The first of these questions seems to me to be a little easier to deal with, so I will take it up first. The obvious answer to the question is that Jesus died for the sake of all people, so that everyone could be saved from their sins. If it is kind to do something good for someone else, then this was good. If it is kind to lose something for the sake of another. If it is kind to lose one’s own life for the sake of another, then truly as Jesus said, there is no greater love than this. Therefore, insofar as our Lord suffered the Cross and all its horrible pains out of love for us, because it would do us a great good, it must be the kindest thing anyone has ever done or will ever do.

The second question is a little trickier: how is kindness like the Cross? It is tempting to answer this question by saying that kindness is like the Cross whenever someone gives of himself for the sake of another out of love. In other words, someone might say that whenever the act of a particular kindness is like the act of the Cross, in that circumstance kindness was like the Cross. Jack gives away his coat to someone else who is very cold; Jesus gave away His life so that others who were dying could live; therefore Jack’s kindness was like Christ. But this does not actually hold up. For the Cross is not really like kindness: it is kindness. Jesus’ death is as kind as anything ever could be, both because of the greatness of the gift (i.e., the life of God Himself) and the love of the giver (i.e., also God Himself). So if we compare kindness with the Cross, we are really comparing kindness with kindness.
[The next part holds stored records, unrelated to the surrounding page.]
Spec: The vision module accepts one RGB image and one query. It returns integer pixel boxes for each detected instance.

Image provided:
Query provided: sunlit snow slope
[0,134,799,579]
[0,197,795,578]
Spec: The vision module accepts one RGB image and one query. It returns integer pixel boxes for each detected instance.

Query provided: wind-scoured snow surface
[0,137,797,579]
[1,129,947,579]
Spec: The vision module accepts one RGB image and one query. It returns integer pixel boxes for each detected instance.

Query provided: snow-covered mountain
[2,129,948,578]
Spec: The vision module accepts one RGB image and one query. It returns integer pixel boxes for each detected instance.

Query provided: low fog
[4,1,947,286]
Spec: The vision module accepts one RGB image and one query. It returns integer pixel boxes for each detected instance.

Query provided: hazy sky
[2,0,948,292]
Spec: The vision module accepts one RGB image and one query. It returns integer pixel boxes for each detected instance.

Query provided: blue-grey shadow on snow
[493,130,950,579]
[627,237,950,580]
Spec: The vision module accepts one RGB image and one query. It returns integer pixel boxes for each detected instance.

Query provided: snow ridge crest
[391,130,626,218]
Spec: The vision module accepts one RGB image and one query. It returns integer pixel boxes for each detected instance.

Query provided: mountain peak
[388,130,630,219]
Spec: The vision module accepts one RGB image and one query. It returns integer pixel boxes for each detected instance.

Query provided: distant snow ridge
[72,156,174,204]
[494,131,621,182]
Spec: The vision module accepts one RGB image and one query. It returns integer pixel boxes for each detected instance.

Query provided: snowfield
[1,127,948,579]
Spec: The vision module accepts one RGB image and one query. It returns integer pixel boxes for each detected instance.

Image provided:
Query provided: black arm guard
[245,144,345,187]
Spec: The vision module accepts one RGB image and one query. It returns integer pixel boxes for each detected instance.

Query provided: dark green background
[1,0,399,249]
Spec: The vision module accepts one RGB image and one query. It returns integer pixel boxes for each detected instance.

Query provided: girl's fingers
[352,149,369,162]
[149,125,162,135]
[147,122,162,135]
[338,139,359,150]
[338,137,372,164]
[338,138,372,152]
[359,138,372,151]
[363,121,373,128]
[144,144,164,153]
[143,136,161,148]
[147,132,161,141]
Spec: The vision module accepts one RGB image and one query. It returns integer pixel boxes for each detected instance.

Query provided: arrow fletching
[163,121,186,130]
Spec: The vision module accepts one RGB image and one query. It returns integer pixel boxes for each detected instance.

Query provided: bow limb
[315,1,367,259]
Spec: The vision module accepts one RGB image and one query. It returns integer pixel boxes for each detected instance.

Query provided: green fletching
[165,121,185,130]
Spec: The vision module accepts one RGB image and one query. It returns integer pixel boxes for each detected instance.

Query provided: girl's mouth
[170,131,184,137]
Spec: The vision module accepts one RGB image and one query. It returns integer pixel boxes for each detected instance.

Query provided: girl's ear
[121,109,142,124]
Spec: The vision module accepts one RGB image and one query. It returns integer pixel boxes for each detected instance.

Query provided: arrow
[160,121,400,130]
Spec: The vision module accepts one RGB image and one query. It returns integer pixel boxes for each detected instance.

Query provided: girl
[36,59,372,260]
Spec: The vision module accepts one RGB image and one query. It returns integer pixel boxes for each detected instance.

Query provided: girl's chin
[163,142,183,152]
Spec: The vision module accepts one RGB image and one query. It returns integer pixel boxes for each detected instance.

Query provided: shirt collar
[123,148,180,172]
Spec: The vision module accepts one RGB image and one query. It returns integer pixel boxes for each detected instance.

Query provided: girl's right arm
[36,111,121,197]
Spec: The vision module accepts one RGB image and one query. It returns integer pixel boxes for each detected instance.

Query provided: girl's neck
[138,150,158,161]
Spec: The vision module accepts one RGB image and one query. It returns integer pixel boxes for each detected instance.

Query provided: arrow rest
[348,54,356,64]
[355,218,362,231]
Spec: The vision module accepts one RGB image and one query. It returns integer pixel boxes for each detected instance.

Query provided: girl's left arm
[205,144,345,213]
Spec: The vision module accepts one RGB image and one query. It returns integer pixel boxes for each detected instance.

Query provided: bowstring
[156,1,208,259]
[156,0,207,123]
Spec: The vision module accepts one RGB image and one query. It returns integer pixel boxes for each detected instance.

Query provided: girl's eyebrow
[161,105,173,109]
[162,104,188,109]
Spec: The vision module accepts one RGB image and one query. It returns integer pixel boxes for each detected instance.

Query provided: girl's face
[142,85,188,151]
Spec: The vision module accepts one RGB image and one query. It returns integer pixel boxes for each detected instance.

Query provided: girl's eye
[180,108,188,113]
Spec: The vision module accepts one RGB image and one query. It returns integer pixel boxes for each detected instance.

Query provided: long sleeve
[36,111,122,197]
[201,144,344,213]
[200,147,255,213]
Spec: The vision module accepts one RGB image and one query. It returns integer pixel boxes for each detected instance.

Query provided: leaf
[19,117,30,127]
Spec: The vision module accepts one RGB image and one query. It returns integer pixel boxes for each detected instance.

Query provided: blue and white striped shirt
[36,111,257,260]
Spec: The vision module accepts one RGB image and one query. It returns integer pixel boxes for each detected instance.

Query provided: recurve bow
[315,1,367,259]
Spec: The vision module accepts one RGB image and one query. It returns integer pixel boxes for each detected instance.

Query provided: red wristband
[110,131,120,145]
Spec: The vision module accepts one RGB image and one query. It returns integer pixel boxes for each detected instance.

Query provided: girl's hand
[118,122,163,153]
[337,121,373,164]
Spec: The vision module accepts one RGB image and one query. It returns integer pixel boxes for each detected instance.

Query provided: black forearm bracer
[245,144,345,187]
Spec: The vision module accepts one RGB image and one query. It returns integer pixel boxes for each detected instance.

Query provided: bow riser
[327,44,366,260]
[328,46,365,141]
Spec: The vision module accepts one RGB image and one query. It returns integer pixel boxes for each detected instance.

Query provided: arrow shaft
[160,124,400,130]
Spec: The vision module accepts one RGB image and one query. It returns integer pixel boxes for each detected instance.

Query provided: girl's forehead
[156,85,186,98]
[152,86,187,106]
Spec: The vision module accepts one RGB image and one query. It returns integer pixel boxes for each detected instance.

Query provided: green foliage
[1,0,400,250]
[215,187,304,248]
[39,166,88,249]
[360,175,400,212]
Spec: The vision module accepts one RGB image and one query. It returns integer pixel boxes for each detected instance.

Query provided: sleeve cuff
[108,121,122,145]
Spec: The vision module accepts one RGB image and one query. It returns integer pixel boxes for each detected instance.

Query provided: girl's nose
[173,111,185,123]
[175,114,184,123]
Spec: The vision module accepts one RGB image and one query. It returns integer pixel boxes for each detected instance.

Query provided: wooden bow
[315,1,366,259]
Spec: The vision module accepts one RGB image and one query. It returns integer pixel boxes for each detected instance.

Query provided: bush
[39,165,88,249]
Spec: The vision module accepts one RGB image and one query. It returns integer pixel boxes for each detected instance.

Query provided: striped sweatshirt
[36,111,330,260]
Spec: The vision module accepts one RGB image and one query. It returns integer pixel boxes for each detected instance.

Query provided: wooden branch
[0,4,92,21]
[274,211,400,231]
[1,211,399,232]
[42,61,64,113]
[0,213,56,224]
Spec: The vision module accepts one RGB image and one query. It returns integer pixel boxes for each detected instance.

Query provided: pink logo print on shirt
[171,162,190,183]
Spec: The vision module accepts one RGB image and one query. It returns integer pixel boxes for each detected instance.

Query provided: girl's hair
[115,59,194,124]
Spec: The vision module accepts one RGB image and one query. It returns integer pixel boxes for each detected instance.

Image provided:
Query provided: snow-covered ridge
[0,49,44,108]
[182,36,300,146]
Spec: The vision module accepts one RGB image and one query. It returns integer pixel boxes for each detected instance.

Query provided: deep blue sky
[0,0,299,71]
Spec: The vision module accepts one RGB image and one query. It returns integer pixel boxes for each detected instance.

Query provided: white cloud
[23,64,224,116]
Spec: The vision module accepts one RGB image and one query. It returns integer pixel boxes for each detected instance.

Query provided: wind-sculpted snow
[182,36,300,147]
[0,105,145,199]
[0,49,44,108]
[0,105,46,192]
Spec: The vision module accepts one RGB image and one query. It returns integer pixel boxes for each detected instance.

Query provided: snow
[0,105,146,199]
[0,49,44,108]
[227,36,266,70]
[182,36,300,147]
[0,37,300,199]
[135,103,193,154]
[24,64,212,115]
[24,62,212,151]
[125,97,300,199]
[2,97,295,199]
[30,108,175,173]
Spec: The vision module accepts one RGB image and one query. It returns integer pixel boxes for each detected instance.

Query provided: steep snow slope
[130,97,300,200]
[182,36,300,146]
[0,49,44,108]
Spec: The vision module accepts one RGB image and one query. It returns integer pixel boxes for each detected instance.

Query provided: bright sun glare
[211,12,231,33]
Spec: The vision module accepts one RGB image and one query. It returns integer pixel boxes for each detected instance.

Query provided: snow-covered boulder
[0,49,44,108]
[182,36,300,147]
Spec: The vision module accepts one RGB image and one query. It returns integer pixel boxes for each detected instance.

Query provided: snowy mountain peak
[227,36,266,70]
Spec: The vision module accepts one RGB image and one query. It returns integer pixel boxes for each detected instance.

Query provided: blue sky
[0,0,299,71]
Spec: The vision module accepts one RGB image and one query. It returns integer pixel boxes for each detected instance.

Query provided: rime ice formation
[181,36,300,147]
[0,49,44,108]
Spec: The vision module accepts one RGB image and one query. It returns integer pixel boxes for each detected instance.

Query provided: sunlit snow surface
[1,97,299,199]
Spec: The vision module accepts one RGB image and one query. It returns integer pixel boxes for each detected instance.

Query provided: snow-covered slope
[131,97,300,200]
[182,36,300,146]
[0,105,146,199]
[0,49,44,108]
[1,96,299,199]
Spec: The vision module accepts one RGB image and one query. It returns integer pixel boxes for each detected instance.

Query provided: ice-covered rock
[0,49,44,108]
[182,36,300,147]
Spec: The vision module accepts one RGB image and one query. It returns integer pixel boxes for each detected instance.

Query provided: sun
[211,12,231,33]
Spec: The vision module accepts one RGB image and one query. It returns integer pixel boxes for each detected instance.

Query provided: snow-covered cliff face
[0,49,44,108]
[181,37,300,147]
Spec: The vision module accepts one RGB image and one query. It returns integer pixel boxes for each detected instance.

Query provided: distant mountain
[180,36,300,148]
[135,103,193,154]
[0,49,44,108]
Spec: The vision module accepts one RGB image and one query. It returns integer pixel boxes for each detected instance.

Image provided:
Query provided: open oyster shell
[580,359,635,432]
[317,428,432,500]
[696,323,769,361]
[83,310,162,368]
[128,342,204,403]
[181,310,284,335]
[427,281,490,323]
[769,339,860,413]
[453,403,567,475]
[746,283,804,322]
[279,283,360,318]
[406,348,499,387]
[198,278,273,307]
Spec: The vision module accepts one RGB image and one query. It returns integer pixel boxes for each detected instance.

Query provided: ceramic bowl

What then? How are we to solve the riddle? Surely it is true that when Jack gives away his coat he is imitating Christ. Jack at that moment is one of those to whom Christ will say, “When I was naked, you clothed me.” That is, when Jack does something kind, his kindness immediately has reference to Christ. How? Well, probably in two ways. As Jesus said, all kindness is necessarily directed toward Him: He receives our kindness no less than our neighbors receive our kindness. But in another way, our kindness seems to be directed through Jesus. Because we are baptized into His life through His death, our crosses are bound to His great cross. Not only does He bear our crosses with us, then, but our crosses become powerful to help remit sins. He empowered our suffering to work for the good of all people in a real, spiritually effective way by inviting us into His own suffering. I have not thought about this as much as I should be, considering it is November, the month of the dead. I heard a priest preach at the beginning of this month that by praying for the faithful in Purgatory to ease their passing into perfect happiness we have the opportunity to win for ourselves countless friends and powerful intercessors. When I heard this, sitting in the pew, my first thought was one of proud repulsion. Why should I seek out friends for my own gain? I am not so self-serving. I would never make a friend only considering what they would do for me. Can you believe that I thought this? Or can you believe that not long afterward I received our Lord into my own body, who lived and died so that He could truly call us His friends? Truly I can believe that at that mass He suffered the indignity of my pride so that I might become closer to Him eventually. Let us imitate our Lord by uniting ourselves to His suffering so that our littlest kindnesses may become little crosses, effective through Christ to help save our friends.